Wednesday, September 12, 2012 — Week of Proper 18

John Henry Hobart, Bishop of New York, 1830

[Go to http://www.missionstclare.com/english/index.html for an online version of the Daily Office including today’s scripture readings.]

Today’s Readings for the Daily Office

(Book of Common Prayer, p. 983)

Psalms 119:49-72 (morning) // 49, [53] (evening)

Job 29:1, 30:1-2, 16-31

Acts 14:19-28

John 11:1-16

The power of love and the presence of meaning can be stronger than death itself.

We’re reading some of the most exquisite poetry of suffering in this section of Job. Job’s anguish is real at many levels. He suffers physically. His friends have failed him. He has lost family, fortune and his place in community. Yet throughout his lament, his deepest cry is for some sense of meaning within his misery. His cry is to God. Why? His deepest desire is for God to speak to him and to show him the cause of his grief and a purpose behind his anguish. It is essentially the cry of love. He has loved and followed God. Why has God now abandoned him to this? His deepest despair within his suffering is the absence of love and and the loss of meaning.

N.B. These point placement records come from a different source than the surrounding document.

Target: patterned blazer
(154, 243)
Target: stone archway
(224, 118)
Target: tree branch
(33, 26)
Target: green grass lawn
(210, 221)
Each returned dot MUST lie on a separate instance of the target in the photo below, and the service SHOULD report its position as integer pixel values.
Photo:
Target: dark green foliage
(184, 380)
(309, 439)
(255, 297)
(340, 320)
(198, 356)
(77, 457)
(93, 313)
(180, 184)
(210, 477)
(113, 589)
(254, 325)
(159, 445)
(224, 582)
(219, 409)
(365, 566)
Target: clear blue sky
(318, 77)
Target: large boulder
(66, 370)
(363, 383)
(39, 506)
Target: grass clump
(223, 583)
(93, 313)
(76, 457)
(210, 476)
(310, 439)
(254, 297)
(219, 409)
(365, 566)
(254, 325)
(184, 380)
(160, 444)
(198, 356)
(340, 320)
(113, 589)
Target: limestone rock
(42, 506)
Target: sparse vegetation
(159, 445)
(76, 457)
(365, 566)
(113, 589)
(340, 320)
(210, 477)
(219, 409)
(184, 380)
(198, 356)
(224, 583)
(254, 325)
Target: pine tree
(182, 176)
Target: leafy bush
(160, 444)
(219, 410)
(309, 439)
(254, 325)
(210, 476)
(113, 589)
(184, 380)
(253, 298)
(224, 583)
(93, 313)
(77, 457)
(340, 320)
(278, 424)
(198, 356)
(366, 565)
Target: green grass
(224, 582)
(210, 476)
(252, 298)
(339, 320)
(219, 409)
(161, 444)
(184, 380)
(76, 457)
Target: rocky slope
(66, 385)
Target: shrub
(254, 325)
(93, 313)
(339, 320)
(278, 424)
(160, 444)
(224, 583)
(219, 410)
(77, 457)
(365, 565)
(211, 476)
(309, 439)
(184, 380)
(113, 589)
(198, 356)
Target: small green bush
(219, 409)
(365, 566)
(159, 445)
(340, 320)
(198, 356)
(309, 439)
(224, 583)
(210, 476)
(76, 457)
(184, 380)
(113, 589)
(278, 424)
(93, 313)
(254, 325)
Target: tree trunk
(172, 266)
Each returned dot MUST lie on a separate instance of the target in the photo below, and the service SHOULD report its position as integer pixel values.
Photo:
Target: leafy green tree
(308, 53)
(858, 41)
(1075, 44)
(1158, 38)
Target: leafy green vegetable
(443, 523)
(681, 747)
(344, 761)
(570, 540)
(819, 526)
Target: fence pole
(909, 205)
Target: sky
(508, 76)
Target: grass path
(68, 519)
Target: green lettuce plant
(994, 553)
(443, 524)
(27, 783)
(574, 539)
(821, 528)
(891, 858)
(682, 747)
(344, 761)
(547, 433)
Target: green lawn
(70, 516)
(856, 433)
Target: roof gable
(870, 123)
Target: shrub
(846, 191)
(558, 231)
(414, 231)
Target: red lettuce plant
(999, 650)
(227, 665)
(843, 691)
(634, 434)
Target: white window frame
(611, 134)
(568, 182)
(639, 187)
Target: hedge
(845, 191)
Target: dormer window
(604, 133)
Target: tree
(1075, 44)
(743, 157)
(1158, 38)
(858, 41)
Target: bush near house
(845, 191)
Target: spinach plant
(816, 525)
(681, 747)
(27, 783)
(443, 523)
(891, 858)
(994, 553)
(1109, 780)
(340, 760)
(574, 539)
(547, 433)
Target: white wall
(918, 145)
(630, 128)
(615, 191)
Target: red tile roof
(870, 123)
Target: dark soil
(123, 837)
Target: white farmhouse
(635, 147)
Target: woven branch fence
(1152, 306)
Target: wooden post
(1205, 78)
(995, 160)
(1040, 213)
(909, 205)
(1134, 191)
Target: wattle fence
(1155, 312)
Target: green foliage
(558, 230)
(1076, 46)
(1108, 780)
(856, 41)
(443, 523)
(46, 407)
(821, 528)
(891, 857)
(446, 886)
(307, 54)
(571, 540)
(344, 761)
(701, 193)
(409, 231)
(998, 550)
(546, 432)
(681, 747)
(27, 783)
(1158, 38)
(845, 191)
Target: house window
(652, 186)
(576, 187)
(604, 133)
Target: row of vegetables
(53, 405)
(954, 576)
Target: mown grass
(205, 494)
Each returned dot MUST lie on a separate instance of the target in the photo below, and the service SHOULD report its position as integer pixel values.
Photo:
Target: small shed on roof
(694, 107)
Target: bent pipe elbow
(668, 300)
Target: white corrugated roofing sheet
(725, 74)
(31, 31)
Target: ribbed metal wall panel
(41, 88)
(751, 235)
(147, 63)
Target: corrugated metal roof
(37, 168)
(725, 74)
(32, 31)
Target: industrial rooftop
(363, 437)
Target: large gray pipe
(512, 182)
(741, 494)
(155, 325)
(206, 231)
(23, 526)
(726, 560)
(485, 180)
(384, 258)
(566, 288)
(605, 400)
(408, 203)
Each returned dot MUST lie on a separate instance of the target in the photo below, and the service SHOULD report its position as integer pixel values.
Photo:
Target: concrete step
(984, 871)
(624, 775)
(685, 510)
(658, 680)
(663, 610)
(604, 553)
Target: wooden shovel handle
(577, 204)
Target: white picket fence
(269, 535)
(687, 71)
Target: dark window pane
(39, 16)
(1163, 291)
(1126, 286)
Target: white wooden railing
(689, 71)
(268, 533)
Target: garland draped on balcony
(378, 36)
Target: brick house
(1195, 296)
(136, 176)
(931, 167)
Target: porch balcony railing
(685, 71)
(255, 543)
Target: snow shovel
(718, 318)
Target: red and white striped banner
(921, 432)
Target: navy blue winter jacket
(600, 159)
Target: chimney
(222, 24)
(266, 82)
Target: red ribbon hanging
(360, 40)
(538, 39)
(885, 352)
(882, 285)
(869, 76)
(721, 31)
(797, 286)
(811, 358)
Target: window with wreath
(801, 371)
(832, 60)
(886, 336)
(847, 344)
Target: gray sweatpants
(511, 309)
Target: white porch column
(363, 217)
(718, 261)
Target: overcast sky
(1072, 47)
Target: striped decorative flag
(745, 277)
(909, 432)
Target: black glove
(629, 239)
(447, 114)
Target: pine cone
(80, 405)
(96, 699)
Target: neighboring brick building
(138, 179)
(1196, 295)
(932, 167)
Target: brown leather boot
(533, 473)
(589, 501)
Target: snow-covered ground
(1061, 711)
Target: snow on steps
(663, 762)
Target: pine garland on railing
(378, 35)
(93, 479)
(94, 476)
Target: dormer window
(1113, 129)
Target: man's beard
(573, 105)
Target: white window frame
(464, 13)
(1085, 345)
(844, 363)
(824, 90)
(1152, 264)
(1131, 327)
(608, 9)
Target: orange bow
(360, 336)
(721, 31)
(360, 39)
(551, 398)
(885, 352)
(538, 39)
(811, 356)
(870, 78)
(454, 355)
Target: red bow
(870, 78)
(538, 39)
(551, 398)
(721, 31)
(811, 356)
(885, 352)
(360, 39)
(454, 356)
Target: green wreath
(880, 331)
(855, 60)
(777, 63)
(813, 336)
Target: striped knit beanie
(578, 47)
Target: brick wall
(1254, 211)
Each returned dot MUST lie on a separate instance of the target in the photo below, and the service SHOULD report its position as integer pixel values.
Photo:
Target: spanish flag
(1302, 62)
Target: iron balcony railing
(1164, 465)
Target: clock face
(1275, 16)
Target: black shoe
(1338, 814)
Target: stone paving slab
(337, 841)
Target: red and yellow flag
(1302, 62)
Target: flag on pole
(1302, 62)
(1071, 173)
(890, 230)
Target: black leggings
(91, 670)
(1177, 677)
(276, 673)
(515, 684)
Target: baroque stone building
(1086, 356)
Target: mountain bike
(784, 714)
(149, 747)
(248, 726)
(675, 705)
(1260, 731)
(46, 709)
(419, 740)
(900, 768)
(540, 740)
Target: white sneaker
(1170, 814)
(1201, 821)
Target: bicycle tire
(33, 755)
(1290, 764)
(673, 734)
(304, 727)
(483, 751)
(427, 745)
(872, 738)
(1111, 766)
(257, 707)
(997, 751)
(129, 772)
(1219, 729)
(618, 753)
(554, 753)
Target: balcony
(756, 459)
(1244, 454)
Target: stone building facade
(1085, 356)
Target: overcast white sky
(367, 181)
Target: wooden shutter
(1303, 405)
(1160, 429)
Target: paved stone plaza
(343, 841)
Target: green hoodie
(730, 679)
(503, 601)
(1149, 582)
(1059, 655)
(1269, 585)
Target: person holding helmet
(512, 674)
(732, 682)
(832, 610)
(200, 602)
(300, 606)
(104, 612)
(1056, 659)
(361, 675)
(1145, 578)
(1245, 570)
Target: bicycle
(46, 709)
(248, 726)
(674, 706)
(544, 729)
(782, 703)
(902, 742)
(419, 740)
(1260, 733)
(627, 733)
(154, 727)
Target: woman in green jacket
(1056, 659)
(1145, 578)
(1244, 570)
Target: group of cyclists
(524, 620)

Paul, on the other hand, is doing what he loves most. He is spreading the message that has given meaning to his life. It is dangerous work and hard. In Lystra Paul is stoned, dragged out of the city and left for dead. “But when the disciples surrounded him, he got up and went into the city. The next day he went on with Barnabas to Derbe.” Amazing. There is a regenerative power in love and meaningful living.

Finally we read of Jesus learning of Lazarus, “he whom you love is ill.” Jesus recognizes a purpose and meaning in Lazarus’ illness. “This illness does not lead to death; rather it is for God’s glory, so that the Son of God may be glorified through it.” He establishes the foundation upon which Lazarus will be resuscitated from the dead.

Human beings can survive and prevail over great suffering and travail as long as our lives have meaning and love at their core. It is the source of our courage. It is regenerative. And its absence is life threatening.

What meaning inspires our lives? What love regenerates us?